Les femmes, héroïnes de la lutte antiraciste contre les violences policières

Mobilisation impressionnante ce mardi 2 juin 2020, premier jour du plan de déconfinement, nous sommes une marée humaine massée (à défaut d'être nassée) devant le TGI de Paris.
20 000 personnes selon la préfecture. 80 000 selon les organisateurs. C'est historique. Ce combat n'en serait pas là sans Assa Traoré. C'est son âme, son sang, sa sueur qui animent cette lutte pour #JusticePourAdama.

J'ai remarqué que dans ces circonstances tragiques, ça se passe souvent comme ça :
un frère meurt, une femme - sa soeur (ex: Assa Traoré, Amal Bentounsi), sa mère (ex: Latifa Ibn Ziaten) ou sa compagne (ex: Doria Chouviat), endosse la responsabilité d'honorer sa mémoire et lutter pour obtenir justice ou réhabilitation (la criminalisation de la victime étant la règle dans ces affaires).

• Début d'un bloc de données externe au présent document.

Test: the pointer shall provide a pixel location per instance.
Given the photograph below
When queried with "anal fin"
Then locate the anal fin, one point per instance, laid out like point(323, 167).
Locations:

Le sacerdoce des femmes racisées dans cette lutte contre la violence policière et judiciaire à caractère raciste.

Assa Traoré est cette icône de la lutte contre les violences policières racistes mais doit-elle être un modèle ? Devons-nous femmes noires embrasser la carrière de figure sacrificielle et dédier notre vie entière à défendre la mémoire de nos frères de manière inconditionnelle?

Nos frères doivent se demander ce qu'ils peuvent faire pour être à la hauteur de l'engagement dont nous, les femmes, avons fait preuve dans l'histoire pour se battre et défendre nos frères, nos fils, nos pères et toute notre communauté face aux injustices d'un système qui pourtant ne nous épargne pas non plus.

Nos frères doivent, avec la même détermination, se questionner aussi sur leur rôle dans les injustices que nous subissons. Nous avons démontré notre amour et notre engagement pour vous. Les femmes Noires de la diaspora sont en droit d'attendre le même niveau d'amour, d'engagement, de protection inconditionnels des hommes noirs que celui dont ils bénéficient. Assa Traoré et les autres doivent être un modèle pour eux. 

Je parle d'Amour parce qu'on ne mène pas ce genre de combat sans Amour.
La colère est un moteur qui ne peut vous mener que jusqu'à un certain point. Et la colère consume. Draine. Épuise. La colère vous fera démarrer une machine de lutte mais pas tenir la longueur des années qu'exige un militantisme tourné vers une réforme totale du système.

La tristesse non plus. Elle peut être moteur mais avec le temps, le chagrin est digéré et il fait partie de vous. Un jour, on passe toutes les étapes du Deuil. La tristesse ou la colère ne fournissent pas ce flux d'énergie constant, stable, diffusée calmement au fil du temps. L'Amour, c'est le sucre lent de la lutte. L'Amour des siens, de soi, de son identité, de sa communauté, de son peuple et des autres. Il nous mène loin. Je souhaite pour nous femmes Noires, un Amour de soi pour soi, un Amour de nos frères pour nous, un Amour aussi sucre lent que celui professé tous les jours depuis 4 ans à Adama par Assa.